Joshua Lewis Matavesi (born 5 October 1990) is a rugby union player, who currently plays for National League 1 side Camborne RFC, and formerly played for the Fiji national team at international level. Matavesi was born in Cornwall, England, to a Cornish mother and Fijian father.

==Early life==
Matavesi was born in Camborne in Cornwall, to a Cornish mother and Fijian father. He identifies himself as "Cornish Fijian" and has said that he feels Cornish, not English. His father, Sireli Matavesi, who is from Vanua Balavu, Lau Islands, Fiji, toured the United Kingdom as a Fiji Barbarian in 1987 where he met his wife, Karen.

==Club career==
Matavesi was offered a contract by the Camborne RFC. He also played rugby for the same club as his father. He also played for Mounts Bay RFC in National Division Two. He also played for Truro College and has also made a handful of appearances for Exeter United. In December 2008, he was called up to the England Under-20 squad for the 2009 Six Nations Under-20 tournament. He was signed on by the Exeter Chiefs in August 2009 before making his debut against Sale Sharks at fullback. Josh played in the 2010 IRB Junior World Championship with Fiji U20s in Argentina. It was then announced that he had signed on for Racing Métro 92 in the Top 14 competition as a Medical Joker for Juan Martín Hernández. He made his Top 14 debut off the bench against SU Agen in April 2011. In 2012, he signed a contract with Worcester Warriors. On 31 January 2014 he signed for the Ospreys. Josh signed to play for the Newcastle Falcons in the Aviva Premiership from the 2017–18 season. He subsequently joined Bath in January 2020.

On 9 September 2021, Matavesi departed Bath to travel to Japan to join Toyota Industries Shuttles Aichi in Japan Rugby League One competition from the 2021-22 season.

In 2025, Matavesi rejoined his hometown club, Camborne RFC. In the proceeding 25/26 season, the team gained promotion into National League 1 (English third tier) for the first time in the clubs history.

==International career==
In November 2009, he was called up to join the Fiji team for the 2009 Autumn Internationals against Scotland, Ireland and Romania. He made his debut against Scotland playing at fullback and was replaced in the second-half. He came off the bench against Ireland, replacing Norman Ligairi at fullback, but in the final test against Romania, he started at flyhalf because Fiji's first choice 10, Nicky Little had already returned to his club along with a few other players. Fiji defeated the Romanians 29 - 18 with Matavesi scoring 9 points and converting 3 of the 4 tries.

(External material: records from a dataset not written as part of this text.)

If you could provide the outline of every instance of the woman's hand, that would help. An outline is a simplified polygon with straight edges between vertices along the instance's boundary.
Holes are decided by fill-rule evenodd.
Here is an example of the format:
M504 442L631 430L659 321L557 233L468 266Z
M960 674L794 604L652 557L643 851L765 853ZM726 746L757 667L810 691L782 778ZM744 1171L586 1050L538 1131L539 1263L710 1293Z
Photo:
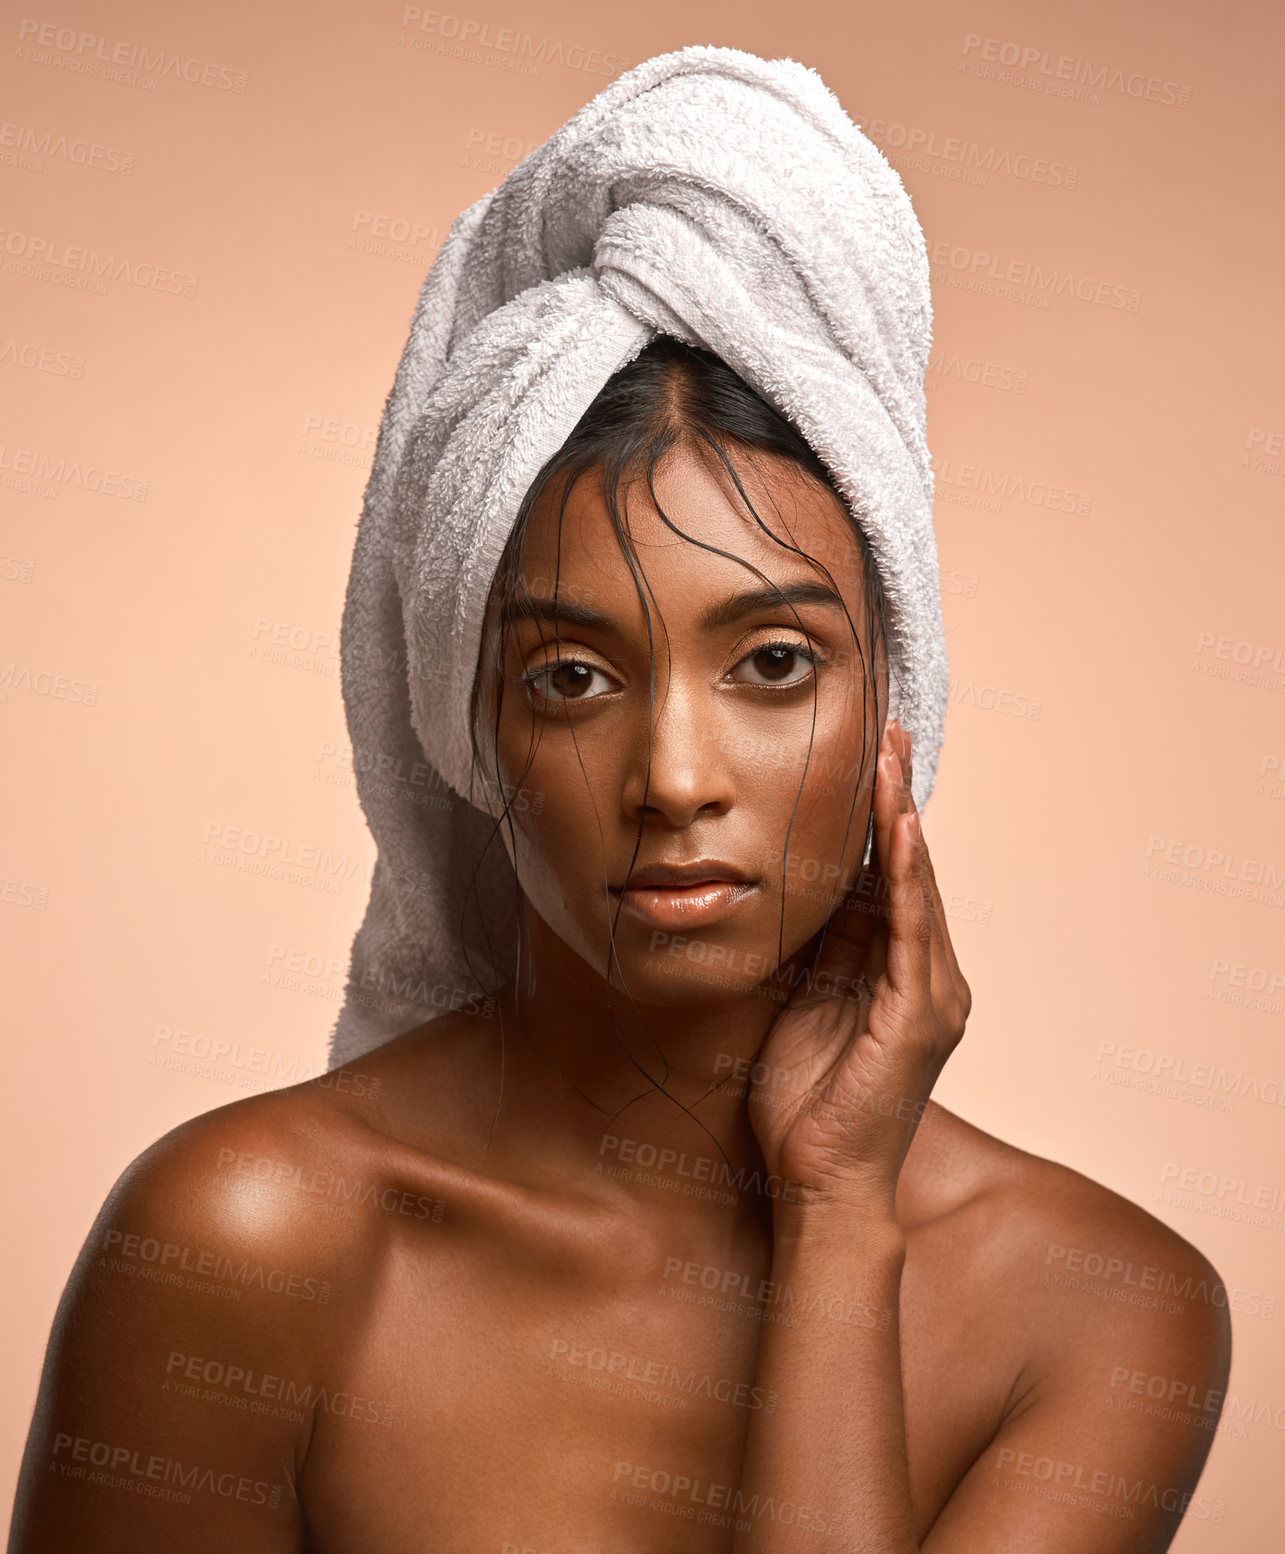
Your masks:
M879 865L822 930L760 1049L747 1100L789 1201L892 1216L897 1178L972 1006L910 792L910 737L890 723L875 782ZM809 946L809 951L811 950ZM796 957L796 960L798 957Z

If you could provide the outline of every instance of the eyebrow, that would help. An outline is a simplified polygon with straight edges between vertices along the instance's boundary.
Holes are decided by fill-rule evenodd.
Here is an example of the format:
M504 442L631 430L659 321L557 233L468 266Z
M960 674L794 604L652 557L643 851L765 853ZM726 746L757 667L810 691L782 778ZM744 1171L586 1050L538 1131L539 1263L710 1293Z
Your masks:
M782 583L779 587L755 588L748 593L729 594L712 604L701 616L699 625L703 631L713 631L719 626L730 626L747 615L761 610L784 608L787 605L819 604L828 609L845 610L846 606L833 588L818 581ZM507 612L508 620L556 621L563 626L583 626L590 631L611 632L618 630L608 615L587 609L581 604L571 604L563 599L550 599L543 595L524 595L515 598Z

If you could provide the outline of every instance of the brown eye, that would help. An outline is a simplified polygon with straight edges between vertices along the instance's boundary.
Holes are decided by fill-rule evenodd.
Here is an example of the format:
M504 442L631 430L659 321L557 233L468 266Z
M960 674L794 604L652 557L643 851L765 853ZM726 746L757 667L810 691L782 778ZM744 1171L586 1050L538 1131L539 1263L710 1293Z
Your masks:
M761 676L747 684L793 687L805 685L820 661L820 655L802 643L764 642L747 653L737 668L749 664Z
M522 676L528 694L547 702L594 701L601 690L591 693L594 676L606 680L601 669L586 664L578 658L564 658L556 664L546 664L543 669L533 669Z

He was part of Fiji's U20 team in the 2010 IRB Junior World Championship in June 2010. In October, he was selected again to the Fiji team to take part in Fiji's end of year rugby tour to Europe.

In 2015 Matavesi was named in Fiji's 2015 Rugby World Cup squad.

On 22 May 2018 he was named in the Barbarians squad to face England in the Quilter Cup Fixture. Following fitness tests, It was determined Bundee Aki and Charles Piutau would both miss the game while fly-half AJ MacGinty was withdrawn by his club. This led to Matavesi, Finn Russell and Malakai Fekitoa being added to the squad with the addition of Denis Buckley and Newcastle Falcons teammate Nili Latu. The Barbarians beat England 63–45.